Game play and interaction
For this 49-inch monitor to fit, the desk needs to be more than 4 feet wide and about 17 inches deep. Because of its height, you won’t have to sit as far away as you would with a big 16:9 screen. It’s best to sit about two to three feet away. The pixel structure is not visible, and you can only see the screen’s edges from very wide angles.
With a screen this size and shape, it would be hard to keep shadows from happening, so the anti-glare layer is a nice touch. Direct sunlight can wash out details in a picture, so it’s still best to stay away from sunny windows. But its power is strong enough to drown out even very bright indoor lights. The 1000R is very off-centre. But the G9 doesn’t have this problem because its body is so big. When you work, your papers are usually in the middle of the screen. There didn’t seem to be any sounds or commotion from the outside.
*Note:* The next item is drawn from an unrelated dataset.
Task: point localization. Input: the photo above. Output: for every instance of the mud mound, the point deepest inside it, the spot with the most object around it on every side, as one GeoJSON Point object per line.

It doesn’t look like the Odyssey G9 can be used for anything else besides games. This was not true, though, after a few hours in front of computers and spreadsheets. When we just put a piece of paper in front of our eyes, we didn’t notice the distortion. But when we moved windows around, it was like seeing things float in a fishbowl. The screen was great for seeing many windows at once, which was especially helpful when looking at stock tickers or news crawls. It’s the same size as two 27-inch screens, but it works more like three. Even when you move your head or look around the screen, everything stays clear. It has just the right shape.